Kenya relief bid begins to avert ‘hunger crisis’ among poor workers hit by COVID
In Kenya, a major UN-led cash and nutrition relief project is underway for informal workers facing a hunger crisis brought on by COVID-19, amidst warnings on Friday that the situation is likely even worse in many poorer countries.
“COVID-19 has caused untold suffering especially to families living in the poor urban areas who normally rely on informal day-to-day employment; many families in the coastal region are struggling just to feed themselves”, said Lauren Landis, WFP’s Kenya Country Director.
With the help of local and national authorities in Kenya, the World Food Programme (WFP) has begun rolling out aid for more than 400,000 urban poor in COVID-19 hotspots.
Working with Kenya's🇰🇪Government, @WFP began cash transfers today to 24,000 families in informal settlements in Mombasa whose livelihoods were destroyed by the impact of #Coronavirus👇https://t.co/LupO4l9V8E pic.twitter.com/8u3W8n0U1AWFP_Africa
In addition to the 300,000 people in Nairobi receiving aid for the next four months, around 100,000 more in Mombasa will receive three months’ assistance in the coastal city.

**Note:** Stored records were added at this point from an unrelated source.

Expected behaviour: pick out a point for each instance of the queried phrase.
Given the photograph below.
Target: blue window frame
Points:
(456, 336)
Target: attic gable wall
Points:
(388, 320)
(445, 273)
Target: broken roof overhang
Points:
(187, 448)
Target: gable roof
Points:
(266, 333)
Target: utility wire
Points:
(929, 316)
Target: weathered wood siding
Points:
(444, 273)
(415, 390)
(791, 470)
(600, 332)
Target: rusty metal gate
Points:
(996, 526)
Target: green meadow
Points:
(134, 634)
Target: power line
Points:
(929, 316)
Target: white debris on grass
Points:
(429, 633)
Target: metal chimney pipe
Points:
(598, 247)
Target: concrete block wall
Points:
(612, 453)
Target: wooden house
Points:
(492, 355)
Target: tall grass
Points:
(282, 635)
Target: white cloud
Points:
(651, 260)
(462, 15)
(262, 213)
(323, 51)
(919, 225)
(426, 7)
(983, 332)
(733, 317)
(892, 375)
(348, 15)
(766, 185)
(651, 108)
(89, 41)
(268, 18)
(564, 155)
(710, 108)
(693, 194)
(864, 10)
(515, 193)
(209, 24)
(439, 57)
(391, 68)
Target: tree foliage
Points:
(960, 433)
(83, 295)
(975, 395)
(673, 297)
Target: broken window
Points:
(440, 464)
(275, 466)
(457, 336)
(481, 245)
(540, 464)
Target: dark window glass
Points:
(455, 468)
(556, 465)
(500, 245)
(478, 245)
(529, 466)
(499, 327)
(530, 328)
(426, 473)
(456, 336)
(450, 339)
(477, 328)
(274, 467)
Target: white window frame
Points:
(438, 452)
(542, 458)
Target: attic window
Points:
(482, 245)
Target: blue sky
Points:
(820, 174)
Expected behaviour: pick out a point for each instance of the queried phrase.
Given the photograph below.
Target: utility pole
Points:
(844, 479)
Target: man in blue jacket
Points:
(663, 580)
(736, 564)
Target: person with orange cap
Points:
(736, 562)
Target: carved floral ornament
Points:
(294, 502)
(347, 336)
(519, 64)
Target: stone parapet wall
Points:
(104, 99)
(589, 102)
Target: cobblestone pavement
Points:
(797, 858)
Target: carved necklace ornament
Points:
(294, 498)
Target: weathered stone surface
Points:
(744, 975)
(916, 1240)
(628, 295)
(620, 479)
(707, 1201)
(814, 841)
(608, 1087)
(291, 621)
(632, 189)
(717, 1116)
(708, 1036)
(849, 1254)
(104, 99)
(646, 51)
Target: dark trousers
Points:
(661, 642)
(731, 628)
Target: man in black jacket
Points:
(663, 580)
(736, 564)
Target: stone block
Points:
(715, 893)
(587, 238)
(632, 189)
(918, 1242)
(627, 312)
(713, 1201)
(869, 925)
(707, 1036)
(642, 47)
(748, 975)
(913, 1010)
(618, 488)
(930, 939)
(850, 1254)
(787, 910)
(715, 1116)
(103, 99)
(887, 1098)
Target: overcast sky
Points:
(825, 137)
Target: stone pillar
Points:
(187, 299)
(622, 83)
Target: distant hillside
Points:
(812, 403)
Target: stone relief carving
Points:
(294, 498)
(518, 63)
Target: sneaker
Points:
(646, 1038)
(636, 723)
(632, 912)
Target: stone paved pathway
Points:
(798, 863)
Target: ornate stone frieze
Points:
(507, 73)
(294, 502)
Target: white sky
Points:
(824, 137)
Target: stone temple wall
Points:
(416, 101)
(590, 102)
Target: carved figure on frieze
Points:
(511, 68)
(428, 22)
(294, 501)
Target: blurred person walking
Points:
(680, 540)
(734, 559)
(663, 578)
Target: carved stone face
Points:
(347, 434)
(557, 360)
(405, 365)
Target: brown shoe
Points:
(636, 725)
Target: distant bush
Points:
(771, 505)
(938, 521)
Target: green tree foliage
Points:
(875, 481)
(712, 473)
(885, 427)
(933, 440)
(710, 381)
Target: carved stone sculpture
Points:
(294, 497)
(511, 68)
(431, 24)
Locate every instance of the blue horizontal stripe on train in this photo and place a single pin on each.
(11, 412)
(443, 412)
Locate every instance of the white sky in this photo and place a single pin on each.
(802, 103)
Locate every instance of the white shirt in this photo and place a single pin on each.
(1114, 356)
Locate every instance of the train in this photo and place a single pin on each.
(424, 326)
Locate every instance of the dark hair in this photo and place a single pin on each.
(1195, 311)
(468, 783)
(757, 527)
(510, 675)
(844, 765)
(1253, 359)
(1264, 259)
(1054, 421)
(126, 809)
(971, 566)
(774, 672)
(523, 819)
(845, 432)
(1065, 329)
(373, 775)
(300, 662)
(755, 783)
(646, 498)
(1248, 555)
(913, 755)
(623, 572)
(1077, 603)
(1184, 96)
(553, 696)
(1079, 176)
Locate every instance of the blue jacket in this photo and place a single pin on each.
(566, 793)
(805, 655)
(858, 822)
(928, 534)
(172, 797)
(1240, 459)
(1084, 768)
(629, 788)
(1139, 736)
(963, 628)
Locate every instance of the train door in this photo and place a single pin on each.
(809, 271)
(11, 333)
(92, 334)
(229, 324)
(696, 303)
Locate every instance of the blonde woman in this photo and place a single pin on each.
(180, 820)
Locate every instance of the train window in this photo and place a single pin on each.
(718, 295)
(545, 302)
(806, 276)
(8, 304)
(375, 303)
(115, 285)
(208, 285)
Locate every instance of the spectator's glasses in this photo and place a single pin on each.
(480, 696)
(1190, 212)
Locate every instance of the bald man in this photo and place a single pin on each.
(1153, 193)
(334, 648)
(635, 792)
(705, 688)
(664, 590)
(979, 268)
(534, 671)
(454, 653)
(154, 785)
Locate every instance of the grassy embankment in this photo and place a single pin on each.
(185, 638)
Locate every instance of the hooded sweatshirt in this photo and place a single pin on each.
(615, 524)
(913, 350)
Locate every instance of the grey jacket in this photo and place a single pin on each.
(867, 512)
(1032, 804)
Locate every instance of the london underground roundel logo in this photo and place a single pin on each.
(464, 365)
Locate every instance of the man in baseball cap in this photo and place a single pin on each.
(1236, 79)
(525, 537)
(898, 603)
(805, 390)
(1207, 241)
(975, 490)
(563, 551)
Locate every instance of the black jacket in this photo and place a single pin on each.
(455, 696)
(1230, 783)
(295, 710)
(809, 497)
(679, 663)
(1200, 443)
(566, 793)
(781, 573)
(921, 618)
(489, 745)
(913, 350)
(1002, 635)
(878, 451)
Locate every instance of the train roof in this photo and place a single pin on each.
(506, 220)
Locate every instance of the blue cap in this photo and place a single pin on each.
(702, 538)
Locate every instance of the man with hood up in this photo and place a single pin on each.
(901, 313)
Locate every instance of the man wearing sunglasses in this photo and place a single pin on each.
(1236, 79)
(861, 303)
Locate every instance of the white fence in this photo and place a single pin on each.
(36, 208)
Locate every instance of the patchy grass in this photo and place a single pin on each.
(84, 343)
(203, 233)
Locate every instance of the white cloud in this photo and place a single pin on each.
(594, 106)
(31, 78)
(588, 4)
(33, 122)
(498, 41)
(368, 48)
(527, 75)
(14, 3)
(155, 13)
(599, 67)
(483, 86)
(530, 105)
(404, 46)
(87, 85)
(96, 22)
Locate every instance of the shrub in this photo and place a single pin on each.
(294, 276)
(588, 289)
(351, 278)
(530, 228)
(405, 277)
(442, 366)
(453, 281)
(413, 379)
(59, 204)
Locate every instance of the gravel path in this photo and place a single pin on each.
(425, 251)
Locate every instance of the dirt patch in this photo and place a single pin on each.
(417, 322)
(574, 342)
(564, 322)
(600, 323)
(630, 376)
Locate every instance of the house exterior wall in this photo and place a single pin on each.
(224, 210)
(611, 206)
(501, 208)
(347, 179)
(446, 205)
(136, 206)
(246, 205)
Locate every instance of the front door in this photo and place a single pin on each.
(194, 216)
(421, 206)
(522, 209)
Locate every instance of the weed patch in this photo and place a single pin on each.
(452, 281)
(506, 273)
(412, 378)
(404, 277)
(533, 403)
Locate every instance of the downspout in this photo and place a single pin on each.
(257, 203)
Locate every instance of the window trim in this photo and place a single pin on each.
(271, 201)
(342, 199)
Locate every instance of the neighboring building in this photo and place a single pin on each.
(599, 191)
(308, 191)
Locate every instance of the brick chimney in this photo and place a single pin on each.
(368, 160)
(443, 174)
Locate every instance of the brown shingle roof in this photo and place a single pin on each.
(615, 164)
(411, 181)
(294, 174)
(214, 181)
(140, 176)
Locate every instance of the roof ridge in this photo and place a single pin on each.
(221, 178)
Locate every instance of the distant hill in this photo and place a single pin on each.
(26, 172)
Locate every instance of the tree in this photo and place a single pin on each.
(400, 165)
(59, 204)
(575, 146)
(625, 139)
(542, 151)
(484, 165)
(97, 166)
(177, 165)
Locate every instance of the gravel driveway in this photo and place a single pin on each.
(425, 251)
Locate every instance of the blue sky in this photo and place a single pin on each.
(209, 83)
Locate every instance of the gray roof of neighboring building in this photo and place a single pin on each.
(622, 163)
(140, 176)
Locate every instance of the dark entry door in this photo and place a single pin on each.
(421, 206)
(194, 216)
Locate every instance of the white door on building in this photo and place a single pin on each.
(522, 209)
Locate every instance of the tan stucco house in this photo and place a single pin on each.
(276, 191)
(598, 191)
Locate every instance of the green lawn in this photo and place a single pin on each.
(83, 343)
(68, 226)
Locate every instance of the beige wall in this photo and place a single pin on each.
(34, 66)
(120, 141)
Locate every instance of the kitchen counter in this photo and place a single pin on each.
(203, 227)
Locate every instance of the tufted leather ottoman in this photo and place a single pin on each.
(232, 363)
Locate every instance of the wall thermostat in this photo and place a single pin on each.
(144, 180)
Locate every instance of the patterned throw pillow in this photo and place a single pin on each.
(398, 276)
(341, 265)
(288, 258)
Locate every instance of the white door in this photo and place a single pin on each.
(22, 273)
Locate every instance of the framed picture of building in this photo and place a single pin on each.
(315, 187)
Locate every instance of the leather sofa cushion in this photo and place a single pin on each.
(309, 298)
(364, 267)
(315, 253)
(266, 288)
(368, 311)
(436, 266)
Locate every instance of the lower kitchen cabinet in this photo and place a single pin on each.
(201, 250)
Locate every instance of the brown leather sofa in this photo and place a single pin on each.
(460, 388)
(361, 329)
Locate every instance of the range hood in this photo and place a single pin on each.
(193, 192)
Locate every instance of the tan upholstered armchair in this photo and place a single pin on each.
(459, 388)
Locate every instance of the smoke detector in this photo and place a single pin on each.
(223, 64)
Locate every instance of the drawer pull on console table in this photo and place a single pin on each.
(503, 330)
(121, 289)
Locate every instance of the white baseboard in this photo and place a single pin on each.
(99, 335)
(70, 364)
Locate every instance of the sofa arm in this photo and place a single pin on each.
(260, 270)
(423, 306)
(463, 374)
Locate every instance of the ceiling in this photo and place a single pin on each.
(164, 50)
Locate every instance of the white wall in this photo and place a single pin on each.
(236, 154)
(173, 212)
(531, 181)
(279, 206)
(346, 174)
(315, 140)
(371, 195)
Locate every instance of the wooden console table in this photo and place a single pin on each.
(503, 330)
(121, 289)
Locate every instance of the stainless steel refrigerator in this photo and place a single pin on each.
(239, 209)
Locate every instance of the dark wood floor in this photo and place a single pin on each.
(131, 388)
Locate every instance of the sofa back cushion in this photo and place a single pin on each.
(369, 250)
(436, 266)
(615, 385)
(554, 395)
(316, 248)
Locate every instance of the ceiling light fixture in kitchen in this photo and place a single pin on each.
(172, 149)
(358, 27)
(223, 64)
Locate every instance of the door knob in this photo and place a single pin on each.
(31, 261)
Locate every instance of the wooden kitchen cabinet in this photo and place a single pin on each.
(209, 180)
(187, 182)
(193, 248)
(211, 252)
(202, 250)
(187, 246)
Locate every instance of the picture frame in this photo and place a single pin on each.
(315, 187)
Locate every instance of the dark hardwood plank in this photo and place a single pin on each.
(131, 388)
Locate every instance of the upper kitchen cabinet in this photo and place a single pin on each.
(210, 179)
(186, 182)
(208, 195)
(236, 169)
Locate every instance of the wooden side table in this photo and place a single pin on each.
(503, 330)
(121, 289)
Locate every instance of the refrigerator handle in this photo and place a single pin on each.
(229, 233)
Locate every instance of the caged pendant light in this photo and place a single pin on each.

“WFP’s support complements other social protection programmes run by the national and county governments”, Ms. Landis explained. “Together, we can avert a hunger and nutrition crisis among poor communities living in urban areas”.
Throughout Kenya, some 1.7 million people living in informal settlements have been affected by the COVID crisis amidst surging infection numbers, according to WFP.
The unemployment rate has doubled to 10.4 per cent, from 5.2 per cent in March when the first cases of COVID-19 were reported, according to the national statistics office.
Once a month, each selected family in need will receive around $40 in local currency, enough to cover half of the monthly food and nutrition needs for a household of four.
Travel restrictions and partial lockdowns have devastated Mombasa’s coastal economy, which relies heavily on tourism.
Mombasa County, which is Kenya’s second largest urban area, accounts for 12 per cent of the number of coronavirus infections in Kenya, the second highest number after the capital, Nairobi, WFP spokesperson Tomson Phiri said.
“As a result of rising infections, most of the tourism sector was forced to cut its workforce and many businesses either closed entirely or are struggling to stay afloat”, he told journalists via an online briefing in Geneva.
The UN agency is also partnering with the national and local government to support malnutrition treatment for some 6,000 children and women in Mombasa. This involves providing a nutritious peanut-based paste for children and fortified flour for malnourished mothers.
Outside Kenya, which is Africa’s third-largest economy, WFP warned that countries with large numbers of urban poor living in crowded slums were also vulnerable.
These included Nigeria, Africa’s wealthiest nation, where the agency only recently announced measures to help struggling families to cope with the economic fallout of the pandemic in the three urban pandemic hotspots of Abuja, Kano and Lagos.
In Somalia, where WFP already supports 125,000 in urban areas, the agency plans to assist up to 450,000 internally displaced people who are likely to be impacted by COVID-19.
WFP has also increased its overall relief plan in response to the triple shock of COVID-19, the desert locust invasion and flooding.
In South Sudan, on top of regular assistance provided to five million people a month, WFP intends to assist an additional 1.6 million individuals in mainly urban settings who face rising food needs linked to COVID-19.